NASA’s Smartphone Nanosatellite
nasa.gov
The coffee-cup-size Android-powered PhoneSat during a high-altitude balloon test (credit: NASA Ames Research Center)
NASA’s PhoneSat project will demonstrate the ability to launch the lowest-cost and easiest to build satellites ever flown in space - capabilities enabled by using off-the-shelf consumer smartphones to build spacecraft.
A small team of engineers working on NASA’s PhoneSat at the agency’s Ames Research Center at Moffett Field, Calif., aim to rapidly evolve satellite architecture and incorporate the Silicon Valley approach of “release early, release often” to small spacecraft.
To achieve this, NASA’s PhoneSat design makes extensive use of commercial-off-the-shelf components, including an unmodified, consumer-grade smartphone.

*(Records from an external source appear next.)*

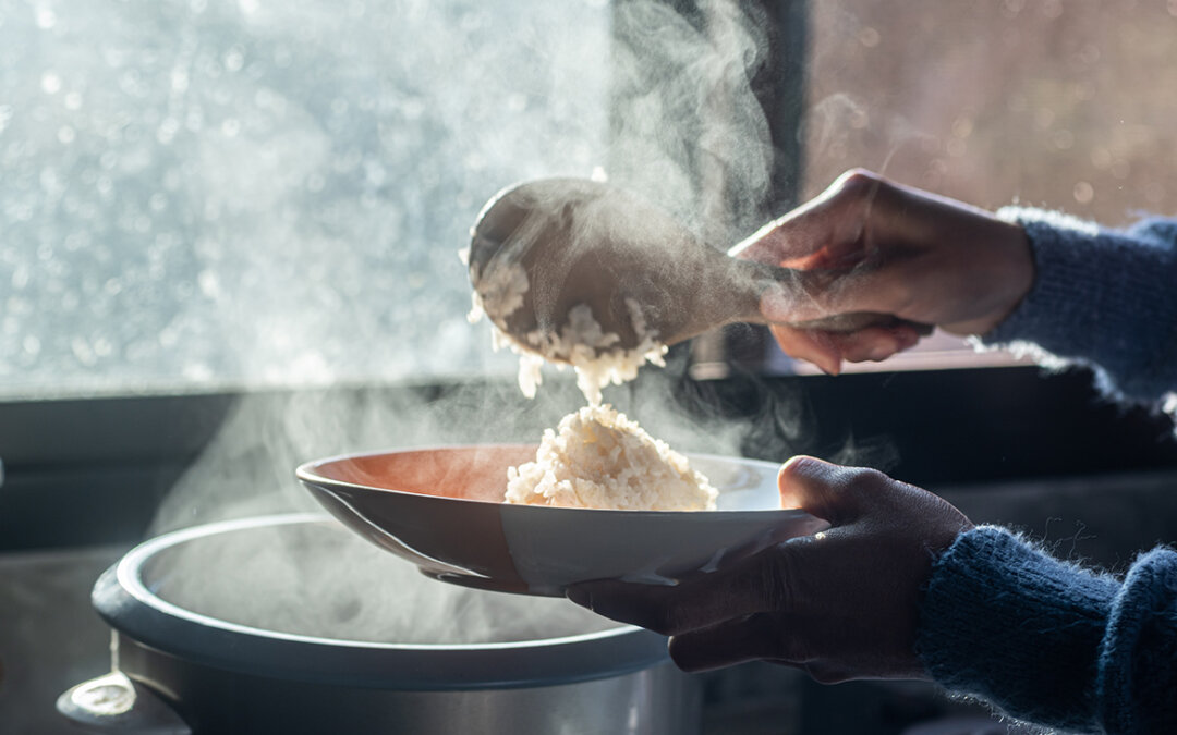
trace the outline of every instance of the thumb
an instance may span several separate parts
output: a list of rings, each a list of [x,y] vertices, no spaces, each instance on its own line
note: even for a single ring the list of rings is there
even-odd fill
[[[780,467],[777,487],[782,508],[800,508],[810,515],[843,526],[862,510],[853,479],[860,470],[812,456],[794,456]]]

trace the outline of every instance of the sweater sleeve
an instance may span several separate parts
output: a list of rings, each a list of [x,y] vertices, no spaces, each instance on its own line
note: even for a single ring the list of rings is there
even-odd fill
[[[983,343],[1089,365],[1104,389],[1133,400],[1177,388],[1177,220],[1115,230],[1042,209],[998,215],[1025,229],[1035,282]]]
[[[1177,731],[1177,554],[1123,582],[978,527],[936,561],[917,641],[931,676],[1065,730]]]

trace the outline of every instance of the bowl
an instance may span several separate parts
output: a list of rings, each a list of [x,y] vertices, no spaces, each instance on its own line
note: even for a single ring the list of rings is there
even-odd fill
[[[716,510],[603,510],[503,502],[507,468],[534,445],[351,454],[307,462],[298,479],[348,528],[467,587],[561,596],[570,584],[673,584],[829,524],[782,509],[779,465],[689,454],[719,490]]]

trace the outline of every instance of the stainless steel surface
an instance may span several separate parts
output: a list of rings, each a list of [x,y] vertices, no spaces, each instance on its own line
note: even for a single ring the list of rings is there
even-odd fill
[[[111,671],[71,687],[58,697],[58,711],[93,733],[189,735],[189,728],[154,690]]]
[[[197,734],[692,735],[701,722],[698,682],[670,663],[552,687],[406,691],[226,671],[127,636],[120,649],[124,670],[165,697],[174,693],[173,706]]]
[[[326,516],[308,514],[185,529],[133,549],[102,575],[93,595],[117,632],[118,670],[158,694],[198,734],[699,731],[699,682],[667,662],[665,641],[591,615],[574,622],[587,624],[580,633],[543,637],[540,628],[524,640],[455,644],[344,640],[232,620],[232,602],[270,596],[234,543],[260,537],[266,547],[305,549],[317,546],[315,536],[357,544],[375,561],[388,559]],[[168,554],[228,541],[219,562],[202,556],[197,567],[205,575],[197,580],[201,587],[245,569],[230,607],[218,608],[228,620],[175,604],[180,597],[167,589],[193,569],[169,563]],[[425,594],[490,595],[508,606],[570,606],[585,615],[563,600],[452,588],[415,573],[412,579]]]

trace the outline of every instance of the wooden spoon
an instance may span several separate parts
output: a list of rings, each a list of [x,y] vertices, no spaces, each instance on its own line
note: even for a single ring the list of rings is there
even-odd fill
[[[521,347],[556,360],[561,358],[536,347],[534,334],[557,334],[578,305],[592,309],[604,333],[618,335],[611,349],[641,343],[634,305],[645,332],[669,346],[723,325],[766,323],[765,289],[784,286],[804,296],[812,280],[802,270],[731,258],[658,207],[584,179],[541,179],[497,194],[474,223],[468,265],[488,316]],[[505,286],[511,273],[517,286],[526,276],[521,294]],[[504,288],[514,298],[504,299]],[[898,325],[932,330],[865,312],[793,326],[855,332]]]

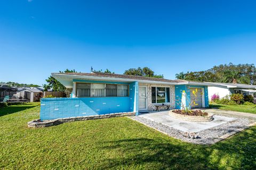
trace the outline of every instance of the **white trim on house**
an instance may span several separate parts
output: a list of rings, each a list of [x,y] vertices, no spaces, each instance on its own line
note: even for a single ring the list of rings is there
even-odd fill
[[[76,82],[73,82],[73,87],[72,89],[72,97],[76,97]]]
[[[142,109],[139,108],[140,107],[140,87],[143,87],[145,88],[146,89],[146,108],[143,108]],[[147,86],[139,86],[139,111],[141,111],[141,110],[148,110],[148,87]]]
[[[54,78],[57,78],[59,81],[66,88],[72,88],[73,84],[71,82],[73,79],[78,80],[98,80],[98,81],[117,81],[124,82],[132,82],[134,81],[138,81],[139,83],[145,84],[165,84],[165,85],[181,85],[181,84],[190,84],[190,85],[198,85],[198,86],[213,86],[212,84],[197,82],[192,81],[185,81],[183,82],[165,82],[162,81],[155,80],[145,80],[136,79],[126,79],[126,78],[119,78],[113,77],[106,77],[106,76],[95,76],[89,75],[69,75],[58,73],[52,73],[52,76]]]

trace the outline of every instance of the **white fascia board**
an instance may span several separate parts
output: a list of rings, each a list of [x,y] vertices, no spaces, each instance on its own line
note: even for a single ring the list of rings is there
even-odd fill
[[[182,84],[188,84],[188,85],[195,85],[195,86],[214,86],[214,84],[212,84],[211,83],[200,83],[197,82],[181,82],[178,83],[178,84],[182,85]]]
[[[68,75],[62,74],[53,74],[52,76],[54,78],[58,79],[58,78],[64,78],[66,80],[73,80],[73,79],[86,79],[92,80],[100,80],[100,81],[121,81],[131,82],[134,81],[138,81],[139,83],[148,83],[148,84],[169,84],[169,85],[177,85],[176,82],[169,82],[160,81],[150,81],[145,80],[138,80],[138,79],[131,79],[126,78],[116,78],[111,77],[105,76],[87,76],[87,75]]]

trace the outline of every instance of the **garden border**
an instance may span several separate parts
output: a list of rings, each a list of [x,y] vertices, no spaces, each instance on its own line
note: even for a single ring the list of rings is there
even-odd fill
[[[87,116],[71,117],[62,118],[57,118],[52,120],[41,121],[40,119],[36,119],[35,120],[28,122],[28,128],[45,128],[55,126],[60,124],[69,122],[92,120],[116,117],[134,116],[135,116],[135,113],[132,112],[110,113],[103,115],[92,115]]]

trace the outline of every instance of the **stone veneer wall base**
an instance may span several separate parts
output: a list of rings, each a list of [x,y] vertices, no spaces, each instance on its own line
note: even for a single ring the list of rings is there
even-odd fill
[[[96,119],[102,119],[106,118],[124,117],[124,116],[134,116],[135,115],[135,112],[125,112],[118,113],[110,113],[104,115],[92,115],[87,116],[73,117],[67,118],[57,118],[52,120],[41,121],[40,119],[36,119],[35,120],[28,122],[28,128],[45,128],[52,126],[57,125],[65,122],[87,121]]]

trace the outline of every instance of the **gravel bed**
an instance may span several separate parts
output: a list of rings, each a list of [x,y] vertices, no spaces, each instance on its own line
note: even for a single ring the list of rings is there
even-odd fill
[[[237,118],[231,122],[198,132],[196,133],[198,137],[192,139],[185,137],[183,135],[185,132],[169,126],[139,116],[134,116],[131,118],[148,126],[167,133],[168,135],[176,139],[199,144],[214,144],[235,134],[237,131],[248,128],[248,125],[253,122],[252,122],[252,120],[247,118]],[[223,135],[225,136],[223,137]]]

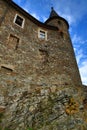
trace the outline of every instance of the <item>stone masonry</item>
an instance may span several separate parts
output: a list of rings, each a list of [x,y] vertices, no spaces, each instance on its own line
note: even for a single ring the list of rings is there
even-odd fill
[[[86,130],[87,113],[68,22],[45,23],[0,0],[1,130]]]

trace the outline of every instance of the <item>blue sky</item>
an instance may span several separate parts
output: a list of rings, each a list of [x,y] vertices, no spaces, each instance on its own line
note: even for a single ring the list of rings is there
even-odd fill
[[[83,84],[87,85],[87,0],[13,0],[44,22],[51,7],[70,24],[70,35]]]

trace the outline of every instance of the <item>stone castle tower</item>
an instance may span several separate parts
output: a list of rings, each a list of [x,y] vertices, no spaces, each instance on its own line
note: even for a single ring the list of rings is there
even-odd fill
[[[69,24],[52,8],[45,23],[0,0],[0,127],[85,130],[82,83]]]

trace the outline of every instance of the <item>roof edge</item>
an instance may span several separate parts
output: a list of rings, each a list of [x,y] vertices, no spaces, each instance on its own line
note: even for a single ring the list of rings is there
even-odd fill
[[[67,22],[67,20],[66,19],[64,19],[63,17],[60,17],[60,16],[54,16],[54,17],[51,17],[51,18],[48,18],[46,21],[45,21],[45,24],[47,25],[47,23],[49,22],[49,21],[51,21],[51,20],[53,20],[53,19],[61,19],[61,20],[63,20],[63,21],[65,21],[65,23],[67,24],[67,27],[68,27],[68,29],[69,29],[69,23]]]
[[[7,2],[7,3],[9,3],[14,8],[16,8],[16,10],[20,11],[24,16],[26,16],[29,20],[31,20],[36,25],[38,25],[40,27],[43,27],[43,28],[46,28],[46,29],[58,30],[57,27],[46,25],[45,23],[40,22],[35,17],[33,17],[32,15],[30,15],[28,12],[26,12],[23,8],[21,8],[19,5],[17,5],[15,2],[13,2],[12,0],[4,0],[4,1]]]

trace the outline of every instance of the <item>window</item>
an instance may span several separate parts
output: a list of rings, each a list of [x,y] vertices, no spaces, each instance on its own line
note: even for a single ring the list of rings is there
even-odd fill
[[[48,62],[48,52],[46,50],[39,49],[39,54],[40,54],[40,60],[43,63]]]
[[[17,24],[18,26],[23,28],[24,27],[24,21],[25,21],[24,18],[22,18],[21,16],[16,14],[16,16],[14,18],[14,23],[15,24]]]
[[[8,41],[8,47],[13,50],[17,50],[18,44],[19,44],[19,38],[10,34],[9,41]]]
[[[61,25],[61,21],[58,21],[58,24]]]
[[[39,29],[38,37],[43,40],[47,40],[47,31]]]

Out of the box smartphones already offer a wealth of capabilities needed for satellite systems, including fast processors, versatile operating systems, multiple miniature sensors, high-resolution cameras, GPS receivers, and several radios.
NASA engineers kept the total cost of the components to build each of the three prototype satellites in the PhoneSat project to $3,500 by using only commercial-off-the-shelf hardware and keeping the design and mission objectives to a minimum for the first flight.